The Land of Lincoln = Higher Wages
Feb 13, 2019


The Illinois Senate voted last week to raise the state’s minimum wage to $9.25 per hour next year and $15 per hour by 2025.  A top priority and a campaign promise for newly-elected Gov. J.B. Pritzker, the Democratic trifecta is swiftly moving their agenda.



Currently, the state’s minimum wage is $8.25 per hour and the proposed bill would raise it about $1 at the beginning of next year, followed by a 75-cent raise on July 1, 2020.  (That’s a $1.75 in 2020 for those keeping track.)  The minimum wage then would increase $1 every year until 2025.  In Chicago, the minimum wage is $12 per hour and will go up to $13 in July.  The federal minimum wage is $7.25 per hour. 



Definitely.  Business groups are fighting for a minimum wage that takes geographic concerns into consideration.  They argue that small business owners and employers with a large number of teenage workers will be hurt by the proposal.  They are also concerned about the cost of the proposed increase on local governments that would likely increase property taxes.  The current proposal allows a credit to small business, with the credit amount declining each year, and allows employers to continue to pay workers under 18 a lower wage. 



Pretty good.  The Senate approved the minimum wage bill along party lines (39-18).  The sponsor in the House said he doesn’t anticipate making any changes.  The House is expected to take up the measure today.  Gov. Pritzker has made this his first legislative priority, and he could sign the bill before delivering his budget proposal Feb. 20 if the House approves the bill.

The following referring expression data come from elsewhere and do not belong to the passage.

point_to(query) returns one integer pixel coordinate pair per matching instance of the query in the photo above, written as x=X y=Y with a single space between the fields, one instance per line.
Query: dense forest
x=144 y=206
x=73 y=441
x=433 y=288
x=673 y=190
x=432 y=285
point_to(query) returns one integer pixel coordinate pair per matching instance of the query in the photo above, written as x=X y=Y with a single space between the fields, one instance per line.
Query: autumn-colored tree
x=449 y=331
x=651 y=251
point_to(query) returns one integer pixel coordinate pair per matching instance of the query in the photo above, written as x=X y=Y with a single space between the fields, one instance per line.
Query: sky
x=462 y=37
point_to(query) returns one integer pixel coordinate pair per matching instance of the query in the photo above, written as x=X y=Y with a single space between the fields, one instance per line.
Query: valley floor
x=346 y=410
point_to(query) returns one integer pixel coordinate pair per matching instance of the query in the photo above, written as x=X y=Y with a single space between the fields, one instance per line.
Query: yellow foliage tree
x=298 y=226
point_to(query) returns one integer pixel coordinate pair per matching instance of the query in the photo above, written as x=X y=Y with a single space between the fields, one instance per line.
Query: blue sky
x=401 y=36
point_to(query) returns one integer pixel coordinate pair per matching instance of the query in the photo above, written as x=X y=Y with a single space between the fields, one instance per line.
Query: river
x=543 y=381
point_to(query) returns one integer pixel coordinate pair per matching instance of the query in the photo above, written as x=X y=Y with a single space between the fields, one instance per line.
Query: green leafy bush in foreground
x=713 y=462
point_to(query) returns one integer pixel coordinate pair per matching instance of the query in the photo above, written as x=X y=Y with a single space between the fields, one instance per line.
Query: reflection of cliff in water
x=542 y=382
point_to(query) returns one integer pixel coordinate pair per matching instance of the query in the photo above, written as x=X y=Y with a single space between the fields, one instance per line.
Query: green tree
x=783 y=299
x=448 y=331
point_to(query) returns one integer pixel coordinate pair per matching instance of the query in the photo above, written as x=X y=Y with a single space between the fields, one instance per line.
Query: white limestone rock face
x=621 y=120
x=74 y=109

Gov. Pritzker will propose a balanced budget for 2020 on Feb. 20.  Illinois faces a $3.2 billion deficit in its upcoming 2020 fiscal budget, which is 16% higher than previously projected.  A two-year budget impasse between previous Gov. Rauner and the Democratic legislature, along with other financial woes, led Illinois’ credit ratings to dive and is the nation’s lowest-rated state.  Let’s see what they can do to get the Land of Lincoln back on track.


First Responders


A number of first responder presumption bills are on the move in several states.  This includes extending workers’ compensation benefits to responders who suffer post-traumatic stress disorder (PTSD) in Idaho and New Hampshire, various chronic conditions in Montana, cancer in Maryland and Virginia, and specific occupational diseases in Washington.  Last year, at least 17 states proposed first responder presumption bills, but ultimately, very few actually passed.



Last week, Texas lawmakers introduced a bill that would penalize insurers that delay medical treatment for first responders.  The penalty would fine insurers at least two times the cost of a claim.  In Illinois, the state Senate introduced a bill that would begin compensation for seriously injured volunteer, paid-on-call, or part-time firefighters, emergency medical technicians or paramedics the day after an accident.  If passed, this would take effect immediately. 


Making Our Way Around the Country


U.S. District Judge George Caram Steeh, who is presiding over a case that could declare Michigan’s no-fault auto insurance system unconstitutional, called the system “shameful” and encouraged lawmakers to address the system after an hour-long hearing last week.  Republican leaders in the Legislature targeted auto insurance reform as their No. 1 priority.  However, past efforts have failed to yield a compromise among key stakeholders.  If they are not successful, billionaire businessman Dan Gilbert has threatened to fund a ballot initiative in 2020.  With auto insurance rates soaring, we’re keeping an eye on how this progresses.



A federal judge ruled a national retailer violated the rights of a medical marijuana card-holding employee in Arizona by firing her for a positive drug test.  The Arizona Medical Marijuana Act (AMMA), allows discrimination suits against employers that take adverse action against workers based on the lawful use of the drug.  The company’s drug abuse policy was consistent with federal laws prohibiting marijuana, and the employee failed a post-injury drug test.  The court ruled since the employer did not prove impairment, the employee was discriminated against in violation of the AMMA. 



A proposed bill that would limited attorney fees in cases involving assignment of benefits (AOB) stalled in the Senate Banking and Insurance Committee.  Insurers and other stakeholders argue that fee limits are needed because AOB litigation is driving up consumers’ property-insurance premiums.  The 2019 legislative session doesn’t start until March 5.  We’ll keep watching the Sunshine State.



It’s Valentine’s Day tomorrow.  It’s expected that people will spend a record $20.7 billion on gifts for their loved ones but beware of phishing, pop-up, or social media scams offering last minute discounts.  Although for many Valentine’s Day is a day celebrating love, it’s also the one-year anniversary of the shooting at Marjory Stoneman Douglas High School in Parkland, Florida.  Our hearts go out to you.